Fünf bis zehn Cent zahlt Wenkhaus Privatpersonen pro Kilo Textilien. Viel sei das nicht, räumt Wilckes Kollege, der seinen Namen nicht in der Zeitung lesen möchte, ein. Dafür ökologisch: „Wenn Sie die Altkleidung stattdessen in den Müll schmeißen, wird sie verbrannt, und das schadet unserer Umwelt.“ In seinem Betrieb werden die Textilien, die größtenteils aus nicht-staatlichen Sammelbehältern stammen, zunächst sortiert. Untragbares wandert nach Italien, wo daraus Fleecestoffe, Füllmaterial für Autopolsterung, Dachpappe oder Schreibpapier wird. Profitabler allerdings sei der Weiterverkauf tragbarer Kleidung an Großhändler in Chile, Hongkong oder mehreren westafrikanischen Staaten.

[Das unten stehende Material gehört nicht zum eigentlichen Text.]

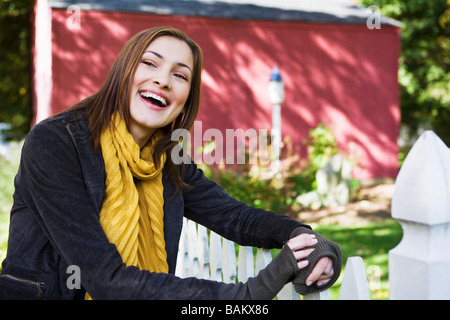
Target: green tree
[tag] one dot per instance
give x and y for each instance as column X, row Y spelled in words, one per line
column 15, row 65
column 424, row 73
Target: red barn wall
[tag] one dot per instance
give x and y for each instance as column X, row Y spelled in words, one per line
column 343, row 75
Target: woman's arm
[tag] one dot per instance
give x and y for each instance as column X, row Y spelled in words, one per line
column 52, row 184
column 208, row 204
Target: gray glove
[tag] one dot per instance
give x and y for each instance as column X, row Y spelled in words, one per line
column 323, row 248
column 269, row 281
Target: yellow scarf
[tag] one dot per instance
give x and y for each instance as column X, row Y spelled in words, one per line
column 132, row 211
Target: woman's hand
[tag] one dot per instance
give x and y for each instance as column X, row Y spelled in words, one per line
column 301, row 247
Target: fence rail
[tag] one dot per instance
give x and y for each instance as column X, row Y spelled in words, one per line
column 206, row 255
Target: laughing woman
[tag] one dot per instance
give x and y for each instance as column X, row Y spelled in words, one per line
column 97, row 189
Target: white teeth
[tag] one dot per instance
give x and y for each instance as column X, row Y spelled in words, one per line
column 146, row 94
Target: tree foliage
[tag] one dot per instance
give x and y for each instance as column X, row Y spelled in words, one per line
column 424, row 73
column 15, row 65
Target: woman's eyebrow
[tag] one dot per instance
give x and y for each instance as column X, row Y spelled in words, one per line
column 161, row 57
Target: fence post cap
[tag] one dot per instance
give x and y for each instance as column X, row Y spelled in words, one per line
column 422, row 190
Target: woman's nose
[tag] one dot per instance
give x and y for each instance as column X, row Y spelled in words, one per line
column 162, row 79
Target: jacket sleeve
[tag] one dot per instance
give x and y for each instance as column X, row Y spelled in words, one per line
column 208, row 204
column 51, row 183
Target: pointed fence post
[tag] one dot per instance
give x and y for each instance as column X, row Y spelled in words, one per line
column 419, row 266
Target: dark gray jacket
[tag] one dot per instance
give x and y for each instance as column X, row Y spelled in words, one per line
column 59, row 190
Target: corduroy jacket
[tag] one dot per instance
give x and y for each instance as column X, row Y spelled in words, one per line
column 54, row 224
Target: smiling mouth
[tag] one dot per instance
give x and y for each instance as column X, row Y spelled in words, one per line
column 154, row 99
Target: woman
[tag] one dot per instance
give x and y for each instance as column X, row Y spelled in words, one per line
column 96, row 189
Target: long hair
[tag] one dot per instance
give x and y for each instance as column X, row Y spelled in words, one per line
column 114, row 95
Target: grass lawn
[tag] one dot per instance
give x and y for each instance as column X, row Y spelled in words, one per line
column 370, row 241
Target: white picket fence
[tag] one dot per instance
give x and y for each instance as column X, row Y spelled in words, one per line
column 419, row 267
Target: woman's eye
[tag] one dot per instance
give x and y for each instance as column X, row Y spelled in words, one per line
column 178, row 75
column 148, row 63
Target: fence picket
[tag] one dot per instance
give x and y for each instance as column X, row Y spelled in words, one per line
column 246, row 265
column 215, row 257
column 218, row 261
column 418, row 266
column 354, row 285
column 229, row 261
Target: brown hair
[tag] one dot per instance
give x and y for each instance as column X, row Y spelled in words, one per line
column 114, row 95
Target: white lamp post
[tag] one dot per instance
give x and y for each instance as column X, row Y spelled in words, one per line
column 276, row 97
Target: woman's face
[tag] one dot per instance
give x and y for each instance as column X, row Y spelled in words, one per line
column 160, row 86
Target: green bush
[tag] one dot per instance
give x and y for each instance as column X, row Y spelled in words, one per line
column 278, row 192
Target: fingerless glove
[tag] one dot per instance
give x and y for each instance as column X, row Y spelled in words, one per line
column 323, row 248
column 269, row 281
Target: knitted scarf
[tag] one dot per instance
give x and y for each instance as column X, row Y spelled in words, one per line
column 132, row 211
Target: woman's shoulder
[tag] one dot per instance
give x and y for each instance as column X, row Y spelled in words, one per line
column 59, row 124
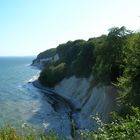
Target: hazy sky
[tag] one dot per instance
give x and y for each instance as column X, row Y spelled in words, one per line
column 28, row 27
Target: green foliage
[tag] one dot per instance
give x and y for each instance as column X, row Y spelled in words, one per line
column 51, row 75
column 10, row 133
column 130, row 81
column 109, row 56
column 127, row 128
column 82, row 66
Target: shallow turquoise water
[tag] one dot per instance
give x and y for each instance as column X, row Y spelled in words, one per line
column 20, row 102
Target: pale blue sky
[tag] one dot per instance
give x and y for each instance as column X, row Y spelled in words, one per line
column 28, row 27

Ein „zweischneidiges Schwert“, findet Ute Dilk von Brot für die Welt. Einerseits hätten die Einheimischen häufig nicht genug Geld, um sich Neuware zu kaufen. Doch „der Export von Altkleidern schadet der Textilindustrie in Dritte-Welt-Ländern“, sagt Dilk. „Uns ist es ein Anliegen, die Wirtschaft der betroffenen Länder anzukurbeln.“ Der Wenkhaus-Mitarbeiter hält dagegen: „Man muss auch den Aspekt berücksichtigen, dass ein Kilo angebaute Baumwolle in Afrika 150 Liter Wasser im Jahr verbraucht“, sagt er.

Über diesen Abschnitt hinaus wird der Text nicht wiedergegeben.